1-4 de Janeiro de 2024
Yucatán foi um ótimo lugar para aprender sobre as sutis diferenças que o solo e o clima podem causar na vegetação. A mata de "terra firme" é quase sempre dominada ou por oje (Brosimum alicastrum) ou por zapote (Manilkara zapota). Porém, há alguns outros elementos bastante importantes, como yuy (Vitex gaumeri), figueiras, tsalam (Lysiloma latisiliquum), muitas espécies de palmeira-leque, chechén e chacán (ver última entrada).
De acordo com a literatura, essa mata tem uma variação na península: o bosque yucateco seco. Essa diferença não está relacionada com a quantidade total de precipitação, mas a sua sazonalidade. Como os solos têm uma filtragem excelente, as águas da temporada úmida se esvaem rapidamente e, como a temporada seca no Norte da península é mais marcada e longa, só as espécies que conseguem resistir a vários meses sem água sobrevivem. Espécies comuns, segundo a WWF, incluem o tsalam e o ja'abin (Piscidia piscipula), bakal-ché (Cordia alliodora), e vários cactos ( mas eu não vi nenhum :/ ). Esse é o tipo de vegetação das ruínas de Chichen-Itzá
A Reserva de la Biosfera Sia Ka'an (que em maia quer dizer "presente dos céus") é um ótimo exemplo dos tipos de vegetação na interface terra-mar. No nível onde começam a aflorar as águas subterrâneas do vasto complexo de cavernas de Yucatán, ocorrem muitas vezes solos alagados constantemente (Gleissolos) que suportam a "sabana húmeda", dominada por gramas, orquídeas e o k'an-chik'-inche (Conocarpus suberosus) como único arbusto. Esse era um terreno bastante difícil de atravessar e por isso os maias construíram uma rede de canais navegáveis entre as lagunas. Não sei o porquê, mas em algumas áreas se observava uma floresta alagada, com Sabal mauritiformis e Ficus adaptadas a esse tipo de solo.

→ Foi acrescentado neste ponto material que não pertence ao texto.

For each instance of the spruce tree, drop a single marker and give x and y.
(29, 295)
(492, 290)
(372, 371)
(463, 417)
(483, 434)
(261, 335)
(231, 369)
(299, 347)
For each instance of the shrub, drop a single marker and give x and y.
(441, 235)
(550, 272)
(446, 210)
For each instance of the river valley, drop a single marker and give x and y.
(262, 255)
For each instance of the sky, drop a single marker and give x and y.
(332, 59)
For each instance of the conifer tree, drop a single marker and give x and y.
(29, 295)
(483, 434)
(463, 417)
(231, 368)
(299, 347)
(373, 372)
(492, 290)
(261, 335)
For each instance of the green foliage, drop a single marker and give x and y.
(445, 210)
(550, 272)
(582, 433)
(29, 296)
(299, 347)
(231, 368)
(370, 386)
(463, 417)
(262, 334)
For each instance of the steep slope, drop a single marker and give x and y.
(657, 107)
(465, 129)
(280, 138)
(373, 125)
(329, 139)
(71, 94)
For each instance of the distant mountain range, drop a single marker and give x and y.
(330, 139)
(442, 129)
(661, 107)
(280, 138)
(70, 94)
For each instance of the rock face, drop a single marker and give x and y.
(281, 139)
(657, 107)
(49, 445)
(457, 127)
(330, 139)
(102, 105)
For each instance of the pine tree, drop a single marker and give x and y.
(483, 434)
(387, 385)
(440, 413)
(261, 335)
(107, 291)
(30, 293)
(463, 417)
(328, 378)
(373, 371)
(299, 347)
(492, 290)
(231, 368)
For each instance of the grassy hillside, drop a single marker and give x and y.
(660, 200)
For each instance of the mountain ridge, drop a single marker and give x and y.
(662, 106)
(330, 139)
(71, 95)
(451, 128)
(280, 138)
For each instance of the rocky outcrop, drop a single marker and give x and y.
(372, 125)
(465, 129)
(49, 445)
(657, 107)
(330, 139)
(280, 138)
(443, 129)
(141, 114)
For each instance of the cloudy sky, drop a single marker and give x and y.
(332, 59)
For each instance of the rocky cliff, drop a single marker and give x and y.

As lagunas recebem tanto água subterrânea da terra firme quanto água do mar, mas também são dotadas em geral de cavernas debaixo delas. Essas cavernas por vezes colapsam e dão origem a grandes buracos redondos no fundo das lagunas. Algumas, como a laguna Muyil, são formadas inteiramente por um desses colapsos. Entre essa interface de savanas e lagunas, há alguns "petenes" (em maia, círculos), de terra mais alta e não inundável, que são usados como fontes de água. Eles podem ser reconhecidos à distância pela presença de palmeiras como Cocos nucifera, Thrinax radiata e Acoelorraphe wrightii, que não suportam solos alagados. Esses petenes servem como reduto para muitas espécies de fauna, tanto aquática quanto florestal
As próprias lagoas também apresentavam uma quantidade considerável de vegetação aquática, com ninféias, pastos aquáticos (alimentos preferidos dos peixes-boi!) e juncos. Mais perto do mar, as restingas de areia dão suporte a comunidades de palmeiras, mangues, Scaevola sp. algumas lianas Apocynaceae interessantes.
Por fim, na costa se encontram incríveis praias de areias brancas e água muito azul, entrecortadas por recifes de corais atuais e antigos. A vegetação da praia apresenta muitas plantas adaptadas à salinidade, como Salicornia, Strumpfia, Borrichia, FImbristylis e outras. Vi alguns animais que eu nunca tinha visto antes, como corais-górgona, algas Rhodomelaceae, arraias e crocodilos!!!! (que preferem estuários de rios).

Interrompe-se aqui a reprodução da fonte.